In tempi di crisi (di soldi, ma anche di idee) lo spettacolo deve inventarsi nuove pratiche, nuove forme, nuovi luoghi. I generi si ibridano, le tradizionali divisioni non hanno più senso: basta pensare a quanto sia obsoleta e priva di riscontro la vecchia distinzione documentario/finzione nel cinema.

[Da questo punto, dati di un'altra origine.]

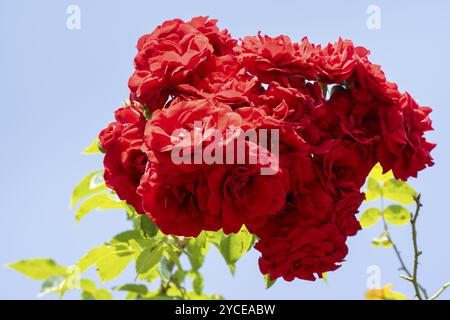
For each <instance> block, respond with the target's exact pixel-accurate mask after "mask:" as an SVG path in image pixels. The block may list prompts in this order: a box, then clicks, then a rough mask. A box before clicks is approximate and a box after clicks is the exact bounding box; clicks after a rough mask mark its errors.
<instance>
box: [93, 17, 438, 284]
mask: <svg viewBox="0 0 450 320" xmlns="http://www.w3.org/2000/svg"><path fill="white" fill-rule="evenodd" d="M137 50H138V53H137V55H136V57H135V60H134V62H135V71H134V73H133V75H132V76H131V77H130V79H129V88H130V91H131V93H130V100H131V101H132V102H131V104H130V105H129V106H126V107H123V108H120V109H118V110H117V111H116V113H115V118H116V121H115V122H113V123H111V124H110V125H109V126H108V127H107V128H106V129H104V130H103V131H102V132H101V133H100V136H99V138H100V144H101V147H102V149H103V150H104V151H105V158H104V166H105V181H106V184H107V185H108V186H109V187H110V188H111V189H113V190H114V191H115V192H116V193H117V194H118V196H119V197H120V198H121V199H123V200H125V201H127V202H128V203H129V204H130V205H132V206H134V207H135V208H136V210H137V211H138V212H140V213H142V212H145V213H146V214H147V215H148V216H149V217H150V218H151V219H153V221H154V222H155V223H156V225H157V226H158V227H159V228H160V230H161V231H162V232H163V233H165V234H174V235H178V236H189V237H191V236H192V237H196V236H197V235H199V233H200V232H201V231H202V230H208V231H217V230H219V229H222V228H223V230H224V232H225V233H226V234H228V233H232V232H238V231H239V230H240V229H241V228H242V226H246V227H247V229H248V230H249V231H250V232H251V233H253V234H255V235H256V236H258V237H259V239H260V240H259V242H258V243H257V244H256V248H257V249H258V250H259V251H260V252H261V258H260V260H259V265H260V269H261V272H262V273H263V274H269V275H270V278H271V279H272V280H274V279H276V278H279V277H283V278H284V279H285V280H287V281H292V280H293V279H294V278H299V279H307V280H315V279H316V278H317V277H319V278H320V277H322V274H323V273H324V272H327V271H332V270H336V269H337V268H338V267H339V264H340V263H341V262H342V261H343V259H344V258H345V256H346V254H347V246H346V244H345V242H346V239H347V237H349V236H353V235H355V234H356V233H357V232H358V230H360V228H361V226H360V224H359V222H358V219H357V218H356V214H357V213H358V208H359V207H360V205H361V203H362V201H363V199H364V194H363V193H361V192H360V189H361V187H362V186H363V184H364V183H365V180H366V178H367V176H368V174H369V172H370V170H371V169H372V167H373V166H374V165H375V164H376V163H378V162H379V163H381V165H382V166H383V168H384V170H385V171H387V170H390V169H392V170H393V173H394V175H395V177H396V178H399V179H403V180H406V179H407V178H408V177H411V176H416V175H417V172H418V171H420V170H422V169H424V168H425V167H426V166H431V165H433V161H432V157H431V155H430V152H431V150H432V149H433V148H434V147H435V145H434V144H432V143H429V142H428V141H427V140H426V139H425V137H424V133H425V132H426V131H429V130H432V127H431V120H430V118H429V116H428V115H429V113H430V112H431V109H430V108H428V107H421V106H419V105H418V104H417V103H416V102H415V101H414V100H413V99H412V98H411V96H410V95H409V94H401V93H400V92H399V90H398V88H397V85H396V84H395V83H392V82H389V81H388V80H387V79H386V76H385V74H384V73H383V71H382V70H381V67H380V66H378V65H376V64H373V63H372V62H371V61H370V60H369V54H370V52H369V51H368V50H367V49H365V48H364V47H355V46H354V45H353V43H352V42H351V41H350V40H343V39H339V40H338V41H337V42H336V43H334V44H328V45H326V46H325V47H321V46H317V45H314V44H312V43H310V42H309V41H308V39H307V38H303V39H302V41H301V42H300V43H296V42H292V41H291V39H290V38H289V37H287V36H278V37H269V36H262V35H260V34H258V36H255V37H245V38H244V39H243V40H242V41H240V42H238V41H237V40H235V39H233V38H232V37H231V36H230V35H229V33H228V31H227V30H219V28H218V27H217V25H216V20H208V18H206V17H197V18H193V19H192V20H190V21H187V22H185V21H183V20H180V19H174V20H170V21H166V22H165V23H163V24H162V25H161V26H159V27H157V28H156V29H155V30H154V31H153V32H152V33H150V34H147V35H144V36H143V37H141V38H140V39H139V41H138V44H137ZM325 85H326V87H325ZM328 89H330V90H329V91H328ZM144 113H145V116H144ZM146 117H147V118H149V117H151V120H146ZM230 130H231V131H230ZM230 132H231V133H230ZM242 133H245V134H246V135H247V134H248V133H250V134H251V137H249V136H247V138H246V139H245V140H243V146H244V147H245V148H244V150H237V149H235V148H231V146H238V145H239V146H240V147H242V145H241V144H237V143H236V142H237V141H241V142H242V140H238V138H242V136H240V135H241V134H242ZM264 135H266V136H264ZM255 137H256V138H257V140H254V138H255ZM266 139H267V140H266ZM269 141H270V143H269ZM261 151H263V152H267V155H266V156H267V157H266V158H269V159H270V160H271V161H270V162H268V163H266V162H264V161H263V160H267V159H264V157H261ZM222 153H223V154H222ZM242 155H244V158H242ZM255 155H259V157H258V156H257V157H256V160H257V161H256V162H253V163H250V160H255V159H254V158H253V157H252V156H255ZM230 159H231V160H234V161H231V162H230V161H229V160H230ZM217 160H219V161H218V162H217ZM237 160H241V161H242V160H244V161H243V162H237ZM267 170H269V171H270V175H266V174H268V172H267Z"/></svg>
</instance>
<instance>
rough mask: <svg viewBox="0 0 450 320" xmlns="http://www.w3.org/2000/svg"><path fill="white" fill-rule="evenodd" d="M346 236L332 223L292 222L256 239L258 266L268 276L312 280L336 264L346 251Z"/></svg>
mask: <svg viewBox="0 0 450 320" xmlns="http://www.w3.org/2000/svg"><path fill="white" fill-rule="evenodd" d="M345 240H346V237H344V236H342V235H341V234H340V233H339V231H338V229H337V228H336V226H334V225H332V224H324V225H321V226H315V225H311V224H310V223H308V222H304V223H298V224H296V225H291V226H288V227H286V228H284V229H282V231H281V232H280V233H279V234H277V235H276V236H274V237H271V238H262V239H261V240H260V241H259V242H258V243H256V245H255V248H256V249H257V250H258V251H260V252H261V258H260V259H259V268H260V270H261V273H262V274H268V275H269V276H270V279H271V280H275V279H277V278H280V277H283V279H284V280H286V281H292V280H294V279H295V278H299V279H304V280H310V281H314V280H316V277H318V278H322V275H323V273H325V272H328V271H334V270H336V269H338V268H339V266H340V265H339V263H340V262H342V261H343V259H344V258H345V256H346V255H347V252H348V249H347V246H346V244H345Z"/></svg>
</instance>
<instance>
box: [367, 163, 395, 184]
mask: <svg viewBox="0 0 450 320" xmlns="http://www.w3.org/2000/svg"><path fill="white" fill-rule="evenodd" d="M369 176H370V177H372V178H373V179H375V180H376V181H378V182H386V181H388V180H389V179H391V178H393V177H394V174H393V173H392V171H388V172H386V173H385V174H383V168H382V167H381V165H380V164H379V163H377V164H376V166H375V167H373V169H372V171H371V172H370V174H369Z"/></svg>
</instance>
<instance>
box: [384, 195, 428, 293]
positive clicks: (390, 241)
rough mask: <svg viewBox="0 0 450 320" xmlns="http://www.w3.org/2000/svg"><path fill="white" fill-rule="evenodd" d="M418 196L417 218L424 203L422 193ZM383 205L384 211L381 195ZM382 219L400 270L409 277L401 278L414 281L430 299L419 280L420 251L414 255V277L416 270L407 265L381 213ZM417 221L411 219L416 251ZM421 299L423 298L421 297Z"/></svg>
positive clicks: (416, 292)
mask: <svg viewBox="0 0 450 320" xmlns="http://www.w3.org/2000/svg"><path fill="white" fill-rule="evenodd" d="M417 198H418V201H419V203H418V202H417V200H416V199H417ZM417 198H414V200H415V201H416V203H417V208H416V214H415V215H414V217H415V219H417V216H418V215H417V214H418V212H419V210H420V207H421V206H422V204H421V203H420V195H419V196H418V197H417ZM419 204H420V207H419ZM381 206H382V209H381V212H383V209H384V208H383V206H384V204H383V197H381ZM381 219H382V221H383V227H384V231H385V233H386V237H387V238H388V240H389V242H390V243H391V244H392V249H394V252H395V255H396V256H397V260H398V261H399V263H400V266H401V267H400V270H403V271H404V272H405V273H406V275H407V277H401V278H403V279H405V280H408V281H410V282H412V283H413V285H414V288H415V289H416V286H417V288H418V290H420V292H421V293H422V294H423V296H424V297H425V299H428V294H427V291H426V290H425V288H424V287H422V286H421V285H420V284H419V283H418V282H417V265H416V263H417V264H418V257H419V255H420V253H419V255H417V256H416V255H415V257H414V267H415V269H414V270H415V277H414V272H413V273H411V271H409V269H408V267H407V266H406V263H405V261H404V260H403V258H402V255H401V253H400V250H399V249H398V247H397V245H396V244H395V242H394V241H393V239H392V237H391V233H390V231H389V227H388V224H387V223H386V219H385V218H384V216H383V215H381ZM413 219H414V218H413ZM415 223H416V220H414V223H413V220H411V224H412V226H413V241H414V242H415V247H414V252H416V249H417V242H416V241H417V231H416V225H415ZM420 292H419V295H420ZM416 295H417V290H416ZM417 297H418V298H419V296H417ZM419 299H421V298H419ZM421 300H422V299H421Z"/></svg>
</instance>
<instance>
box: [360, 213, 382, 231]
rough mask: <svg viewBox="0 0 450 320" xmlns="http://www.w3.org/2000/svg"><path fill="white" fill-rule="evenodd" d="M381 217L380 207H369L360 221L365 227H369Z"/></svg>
mask: <svg viewBox="0 0 450 320" xmlns="http://www.w3.org/2000/svg"><path fill="white" fill-rule="evenodd" d="M380 217H381V212H380V209H378V208H369V209H367V210H366V211H364V212H363V213H362V215H361V217H360V218H359V223H360V224H361V227H363V228H369V227H371V226H373V225H374V224H375V223H377V221H378V220H379V219H380Z"/></svg>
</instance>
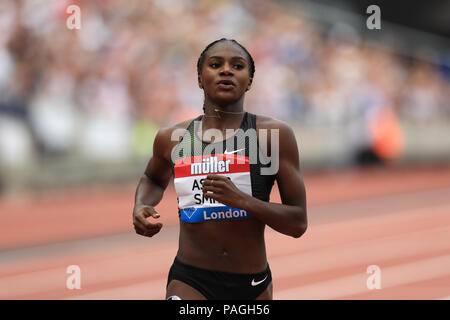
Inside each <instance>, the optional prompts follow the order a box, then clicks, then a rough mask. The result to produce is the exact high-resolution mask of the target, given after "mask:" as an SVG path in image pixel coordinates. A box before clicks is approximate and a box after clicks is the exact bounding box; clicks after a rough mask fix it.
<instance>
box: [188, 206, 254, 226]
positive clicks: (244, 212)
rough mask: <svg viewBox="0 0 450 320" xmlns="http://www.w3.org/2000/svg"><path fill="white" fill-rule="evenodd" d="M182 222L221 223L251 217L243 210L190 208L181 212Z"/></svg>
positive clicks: (230, 208) (227, 208)
mask: <svg viewBox="0 0 450 320" xmlns="http://www.w3.org/2000/svg"><path fill="white" fill-rule="evenodd" d="M180 213H181V221H182V222H185V223H195V222H205V221H219V220H230V219H243V218H250V217H251V215H250V214H249V213H248V212H247V211H245V210H242V209H237V208H231V207H227V206H220V207H200V208H195V207H189V208H184V209H181V210H180Z"/></svg>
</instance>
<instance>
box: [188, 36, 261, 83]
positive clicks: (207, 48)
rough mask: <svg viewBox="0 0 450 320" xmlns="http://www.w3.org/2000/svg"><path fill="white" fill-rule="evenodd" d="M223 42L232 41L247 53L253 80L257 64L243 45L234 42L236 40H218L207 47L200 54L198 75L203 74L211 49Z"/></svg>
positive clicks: (236, 42) (198, 64) (206, 46)
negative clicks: (205, 57)
mask: <svg viewBox="0 0 450 320" xmlns="http://www.w3.org/2000/svg"><path fill="white" fill-rule="evenodd" d="M222 41H231V42H233V43H235V44H237V45H238V46H239V47H241V49H242V50H244V51H245V53H246V54H247V56H248V60H249V62H250V77H251V78H253V75H254V74H255V62H254V61H253V58H252V55H251V54H250V53H249V52H248V51H247V49H245V47H244V46H243V45H241V44H240V43H239V42H237V41H236V40H234V39H226V38H222V39H219V40H216V41H214V42H211V43H210V44H208V45H207V46H206V48H205V49H204V50H203V52H202V53H201V54H200V57H199V58H198V61H197V74H198V75H200V73H202V66H203V61H204V60H205V55H206V52H207V51H208V50H209V48H211V47H212V46H214V45H215V44H216V43H219V42H222Z"/></svg>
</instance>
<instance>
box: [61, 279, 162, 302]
mask: <svg viewBox="0 0 450 320" xmlns="http://www.w3.org/2000/svg"><path fill="white" fill-rule="evenodd" d="M166 282H167V279H158V280H153V281H146V282H142V283H139V284H135V285H126V286H120V287H114V288H110V289H104V290H99V291H95V292H91V293H86V294H80V295H76V296H72V297H70V298H67V299H66V300H106V299H107V300H164V297H165V294H166V292H165V288H166Z"/></svg>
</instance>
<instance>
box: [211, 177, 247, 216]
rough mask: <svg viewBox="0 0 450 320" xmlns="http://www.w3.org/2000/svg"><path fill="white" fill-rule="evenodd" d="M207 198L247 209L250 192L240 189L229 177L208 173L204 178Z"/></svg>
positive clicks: (230, 206) (239, 207)
mask: <svg viewBox="0 0 450 320" xmlns="http://www.w3.org/2000/svg"><path fill="white" fill-rule="evenodd" d="M202 190H203V194H204V195H205V198H211V199H214V200H216V201H218V202H220V203H222V204H224V205H226V206H230V207H232V208H238V209H245V203H246V201H247V199H248V197H249V195H248V194H246V193H244V192H242V191H241V190H239V189H238V188H237V187H236V185H235V184H234V183H233V182H232V181H231V180H230V179H229V178H227V177H225V176H223V175H219V174H208V176H207V177H206V179H205V180H203V188H202Z"/></svg>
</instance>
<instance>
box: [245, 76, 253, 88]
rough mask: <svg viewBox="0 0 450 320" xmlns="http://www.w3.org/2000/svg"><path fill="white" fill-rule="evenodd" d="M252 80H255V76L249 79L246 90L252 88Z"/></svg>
mask: <svg viewBox="0 0 450 320" xmlns="http://www.w3.org/2000/svg"><path fill="white" fill-rule="evenodd" d="M252 82H253V78H250V79H249V82H248V85H247V89H245V91H248V90H250V88H251V87H252Z"/></svg>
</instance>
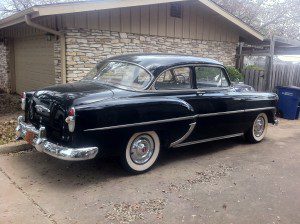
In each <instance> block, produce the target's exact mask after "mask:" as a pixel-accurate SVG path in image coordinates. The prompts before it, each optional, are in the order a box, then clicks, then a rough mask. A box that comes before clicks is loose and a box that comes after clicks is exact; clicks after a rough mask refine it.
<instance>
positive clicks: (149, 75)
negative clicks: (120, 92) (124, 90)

E se i grandi teatri all’aperto faticano a riempirsi, soprattutto in questa estate meteorologicamente così strana, bisogna saper immaginare contaminazioni e suggestioni insolite – è il caso per esempio dei bellissimi concerti dei Suoni delle Dolomiti, realizzati da parecchi anni in mezzo agli scenari maestosi e sublimi delle montagne trentine – oppure nuove forme di drammaturgia capaci di costruire grandi narrazioni in forma più intima.

Allora si può provare a fare in modo che su una rotonda sul mare, anziché il nostro disco che suona, come recitava la canzone anni Sessanta, ci siano Clitennestra e Calipso, Agamennone e Odisseo. E’ quello che fa il progetto Odissea, un racconto mediterraneo, messo in scena dal Festival La Versiliana di Marina di Pietrasanta non in un teatro tradizionale, ma nello spazio aperto del mare, sulla rotonda che chiude un lungo pontile, circondata dal mare. Per alcune sere durante l’estate un solo attore propone un suo attraversamento personale di un episodio dell’Odissea. Così si è già potuto sentire Moni Ovadia o Giuseppe Cederna, Davide Enia o Paolo Rossi evocare la maga Circe o i Feaci o altre storie di Odisseo. Ma il vero valore aggiunto del progetto non sta (solo) nella ripresa di un testo che – tolto dalle polverose reminiscenze scolastiche – rivela ancor oggi tutta la sua potenza prima di tutto visiva, quasi cinematografica: sta invece nel trovarsi d’improvviso in mezzo al mare, circondati dai suoni del mare ora tranquillo ora impetuoso, a sentir parlare di avventure del mare.

In uno degli ultimi appuntamenti del progetto, Amanda Sandrelli ha costruito forse una delle interpretazioni più intense, richiamando la storia di Calipso. E l’ha intrecciata con la storia di Clitennestra, così come l’ha elaborata Marguerite Yourcenar nel suo Fuochi. La vita, dice la Sandrelli, è una sequenza di addii e separazioni: per la donna, capace di accogliere e nutrire, è difficile lasciar andare l’uomo amato. Clitennestra e Calipso incarnano due modi diversi e opposti di reagire all’abbandono. L’una uccide l’amato Agamennone che l’ha abbandonata per anni a causa della guerra di Troia: e benché lei lo abbia tradito con il giovane Egisto, lo ha fatto, come si difende nell’appassionata orazione di fronte alla corte che la sta giudicando, per una forma disperata di fedeltà poiché per ogni donna esiste un solo uomo al mondo, e il resto “è un errore o un malinconico surrogato”. Amando ancora Agamennone, Clitennestra vorrebbe che lui la vedesse, vorrebbe non diventargli invisibile: per questo desidera che lo guardi un’ultima volta mentre lei lo uccide.

Calipso invece esplica il suo amore lasciando partire col cuore Odisseo, liberandone l’energia, quella che lo riporta nel tempo dei mortali, anziché nell’oltretempo degli immortali dove lei lo ha tenuto per anni. E se il mare è una sfida, sfida ai limiti e al desiderio, la passione di Odisseo, che piange ogni volta guardando il mare, è la passione della nostalgia, ma anche quella della conoscenza. E’ sfidando il mare che gli esploratori di ogni tempo hanno ribaltato le certezze che li avvolgevano. E il mare, luogo dell’ignoto e della partenza, del viaggio e dell’abbandono, è anche la grande madre che nutre l’immaginario di ognuno. Una sera d’estate in mezzo al mare, con Calipso e Odisseo.